Think about it, Bishop. Be careful, Vicar. You are playing with dynamite, fooling around with a misunderstanding that's waiting to happen - one might even say almost bound to happen if not forestalled. Shouldn't you take greater care, when speaking in public, to let your yea be yea and your nay be nay? Lest ye fall into condemnation, shouldn't you be going out of your way to counter that already extremely widespread popular misunderstanding and lend active and enthusiastic support to scientists and science teachers?
The history-deniers themselves are among those that I am trying to reach in this book. But, perhaps more importantly, I aspire to arm those who are not history-deniers but know some - perhaps members of their own family or church - and find themselves inadequately prepared to argue the case.
Evolution is a fact. Beyond reasonable doubt, beyond serious doubt, beyond sane, informed, intelligent doubt, beyond doubt evolution is a fact.
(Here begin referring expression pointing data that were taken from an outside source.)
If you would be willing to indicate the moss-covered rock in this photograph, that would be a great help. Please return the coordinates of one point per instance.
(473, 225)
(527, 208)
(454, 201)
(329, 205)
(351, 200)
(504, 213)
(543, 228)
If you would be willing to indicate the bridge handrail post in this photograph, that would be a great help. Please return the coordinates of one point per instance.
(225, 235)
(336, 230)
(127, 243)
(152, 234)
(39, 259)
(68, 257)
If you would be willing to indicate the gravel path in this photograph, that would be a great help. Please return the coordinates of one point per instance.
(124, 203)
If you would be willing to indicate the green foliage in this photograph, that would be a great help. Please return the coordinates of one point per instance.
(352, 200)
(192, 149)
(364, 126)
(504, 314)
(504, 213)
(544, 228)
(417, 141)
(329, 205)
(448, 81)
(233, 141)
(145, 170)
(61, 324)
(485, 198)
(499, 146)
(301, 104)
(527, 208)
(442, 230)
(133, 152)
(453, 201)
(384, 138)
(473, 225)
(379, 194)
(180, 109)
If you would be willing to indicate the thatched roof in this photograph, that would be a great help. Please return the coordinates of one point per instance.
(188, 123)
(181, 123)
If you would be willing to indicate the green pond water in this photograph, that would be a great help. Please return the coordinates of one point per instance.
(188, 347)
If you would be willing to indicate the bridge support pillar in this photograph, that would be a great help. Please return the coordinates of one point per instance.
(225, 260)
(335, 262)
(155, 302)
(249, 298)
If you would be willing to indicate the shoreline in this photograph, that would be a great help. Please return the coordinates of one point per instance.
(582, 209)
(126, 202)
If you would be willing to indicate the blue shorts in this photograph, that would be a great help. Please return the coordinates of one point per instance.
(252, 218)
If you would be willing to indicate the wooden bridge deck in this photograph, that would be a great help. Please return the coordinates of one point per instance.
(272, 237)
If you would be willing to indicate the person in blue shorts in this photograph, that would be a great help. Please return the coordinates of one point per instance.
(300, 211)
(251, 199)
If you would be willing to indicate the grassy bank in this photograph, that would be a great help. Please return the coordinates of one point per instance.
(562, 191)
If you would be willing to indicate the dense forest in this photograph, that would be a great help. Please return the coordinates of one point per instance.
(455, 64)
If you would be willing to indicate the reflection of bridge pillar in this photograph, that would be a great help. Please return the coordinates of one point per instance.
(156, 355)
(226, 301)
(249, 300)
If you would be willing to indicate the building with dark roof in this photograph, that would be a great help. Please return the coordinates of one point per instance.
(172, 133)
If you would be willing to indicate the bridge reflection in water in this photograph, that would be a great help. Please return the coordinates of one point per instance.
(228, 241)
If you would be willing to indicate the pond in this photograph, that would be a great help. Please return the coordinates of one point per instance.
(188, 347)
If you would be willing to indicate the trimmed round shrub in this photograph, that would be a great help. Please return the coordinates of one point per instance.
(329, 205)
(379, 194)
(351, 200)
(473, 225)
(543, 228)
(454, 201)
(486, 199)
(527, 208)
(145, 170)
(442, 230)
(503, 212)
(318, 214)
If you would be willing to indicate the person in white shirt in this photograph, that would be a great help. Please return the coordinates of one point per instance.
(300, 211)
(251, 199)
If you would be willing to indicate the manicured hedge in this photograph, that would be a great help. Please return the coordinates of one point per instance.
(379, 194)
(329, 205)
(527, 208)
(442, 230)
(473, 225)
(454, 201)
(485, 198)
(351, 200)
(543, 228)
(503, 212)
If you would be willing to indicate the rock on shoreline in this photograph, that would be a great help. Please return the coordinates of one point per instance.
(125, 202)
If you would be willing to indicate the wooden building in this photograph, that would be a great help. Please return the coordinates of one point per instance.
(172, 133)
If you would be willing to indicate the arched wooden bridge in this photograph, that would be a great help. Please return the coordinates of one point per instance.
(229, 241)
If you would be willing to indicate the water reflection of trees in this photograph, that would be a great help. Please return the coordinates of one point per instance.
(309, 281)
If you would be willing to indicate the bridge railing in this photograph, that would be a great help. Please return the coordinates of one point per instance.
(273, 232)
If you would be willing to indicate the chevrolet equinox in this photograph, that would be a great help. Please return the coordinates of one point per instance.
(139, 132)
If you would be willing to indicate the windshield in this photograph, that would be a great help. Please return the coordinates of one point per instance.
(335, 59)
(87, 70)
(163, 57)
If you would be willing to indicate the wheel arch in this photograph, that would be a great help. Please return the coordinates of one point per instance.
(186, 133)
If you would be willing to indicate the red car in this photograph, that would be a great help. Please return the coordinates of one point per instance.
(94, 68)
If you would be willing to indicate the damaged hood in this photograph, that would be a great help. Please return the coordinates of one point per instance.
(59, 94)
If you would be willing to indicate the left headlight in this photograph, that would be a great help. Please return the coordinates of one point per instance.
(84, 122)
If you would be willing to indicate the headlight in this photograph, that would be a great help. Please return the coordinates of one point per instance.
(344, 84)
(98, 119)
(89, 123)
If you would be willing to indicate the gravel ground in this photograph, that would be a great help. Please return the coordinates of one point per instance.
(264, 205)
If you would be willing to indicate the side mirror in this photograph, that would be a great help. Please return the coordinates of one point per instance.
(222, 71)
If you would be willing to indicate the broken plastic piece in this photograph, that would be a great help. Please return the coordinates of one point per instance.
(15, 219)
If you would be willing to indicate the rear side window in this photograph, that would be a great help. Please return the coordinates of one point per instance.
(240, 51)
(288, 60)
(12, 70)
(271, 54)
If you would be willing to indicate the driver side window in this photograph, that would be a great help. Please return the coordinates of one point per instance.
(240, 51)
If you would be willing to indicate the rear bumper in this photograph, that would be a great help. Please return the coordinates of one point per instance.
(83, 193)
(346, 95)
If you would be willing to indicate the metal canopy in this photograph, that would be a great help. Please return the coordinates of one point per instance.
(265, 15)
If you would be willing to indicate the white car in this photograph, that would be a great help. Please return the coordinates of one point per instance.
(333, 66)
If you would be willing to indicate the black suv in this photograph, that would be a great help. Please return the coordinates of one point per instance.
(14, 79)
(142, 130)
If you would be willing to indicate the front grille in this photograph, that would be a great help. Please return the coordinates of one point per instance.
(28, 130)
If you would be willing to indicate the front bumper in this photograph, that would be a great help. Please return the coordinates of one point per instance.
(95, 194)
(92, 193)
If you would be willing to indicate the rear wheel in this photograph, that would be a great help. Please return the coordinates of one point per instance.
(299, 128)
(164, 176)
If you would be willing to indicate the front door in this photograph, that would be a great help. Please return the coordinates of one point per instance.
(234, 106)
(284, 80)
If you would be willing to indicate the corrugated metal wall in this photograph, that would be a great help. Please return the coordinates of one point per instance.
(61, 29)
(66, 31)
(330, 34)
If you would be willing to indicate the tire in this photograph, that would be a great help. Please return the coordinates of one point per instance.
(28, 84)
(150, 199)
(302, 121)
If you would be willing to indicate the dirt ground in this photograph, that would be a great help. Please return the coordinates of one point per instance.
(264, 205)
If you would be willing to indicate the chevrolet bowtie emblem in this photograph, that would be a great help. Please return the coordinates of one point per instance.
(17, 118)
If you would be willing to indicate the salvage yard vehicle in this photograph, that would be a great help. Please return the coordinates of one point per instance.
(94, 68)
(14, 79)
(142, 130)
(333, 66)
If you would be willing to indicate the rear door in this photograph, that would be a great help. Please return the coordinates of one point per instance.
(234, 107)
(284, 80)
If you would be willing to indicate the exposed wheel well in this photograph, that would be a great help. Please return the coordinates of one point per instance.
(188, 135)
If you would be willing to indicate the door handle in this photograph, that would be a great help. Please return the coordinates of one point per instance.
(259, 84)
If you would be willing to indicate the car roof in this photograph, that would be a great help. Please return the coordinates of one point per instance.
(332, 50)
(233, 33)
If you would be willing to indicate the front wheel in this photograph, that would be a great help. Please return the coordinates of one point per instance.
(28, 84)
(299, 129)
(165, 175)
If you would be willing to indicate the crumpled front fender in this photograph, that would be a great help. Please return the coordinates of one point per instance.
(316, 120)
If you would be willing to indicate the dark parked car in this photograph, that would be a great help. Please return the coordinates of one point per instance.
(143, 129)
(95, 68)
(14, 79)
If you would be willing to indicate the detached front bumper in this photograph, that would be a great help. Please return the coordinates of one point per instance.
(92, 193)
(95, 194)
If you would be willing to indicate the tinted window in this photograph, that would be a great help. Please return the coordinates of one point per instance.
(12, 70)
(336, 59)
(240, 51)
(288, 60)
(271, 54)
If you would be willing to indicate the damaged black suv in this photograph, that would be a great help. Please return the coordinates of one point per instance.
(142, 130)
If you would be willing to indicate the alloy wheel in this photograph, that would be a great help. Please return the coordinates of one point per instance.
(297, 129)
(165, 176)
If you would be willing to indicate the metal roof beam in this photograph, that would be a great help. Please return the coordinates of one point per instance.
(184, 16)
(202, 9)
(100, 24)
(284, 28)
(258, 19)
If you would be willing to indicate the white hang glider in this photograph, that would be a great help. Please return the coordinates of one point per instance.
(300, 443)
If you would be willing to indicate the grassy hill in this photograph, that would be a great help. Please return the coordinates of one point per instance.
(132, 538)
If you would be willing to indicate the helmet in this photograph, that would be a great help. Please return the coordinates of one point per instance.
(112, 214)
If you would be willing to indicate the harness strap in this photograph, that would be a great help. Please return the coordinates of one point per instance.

The evidence for evolution is at least as strong as the evidence for the Holocaust, even allowing for eye witnesses to the Holocaust. It is the plain truth that we are cousins of chimpanzees, somewhat more distant cousins of monkeys, more distant cousins still of aardvarks and manatees, yet more distant cousins of bananas and turnips . . . continue the list as long as desired. That didn't have to be true. It is not self-evidently, tautologically, obviously true, and there was a time when most people, even educated people, thought it wasn't. It didn't have to be true, but it is. We know this because a rising flood of evidence supports it. Evolution is a fact, and this book will demonstrate it. No reputable scientist disputes it, and no unbiased reader will close the book doubting it.
Why, then, do we speak of 'Darwin's theory of evolution', thereby, it seems, giving spurious comfort to those of a creationist persuasion - the history-deniers, the 40-percenters - who think the word 'theory' is a concession, handing them some kind of gift or victory?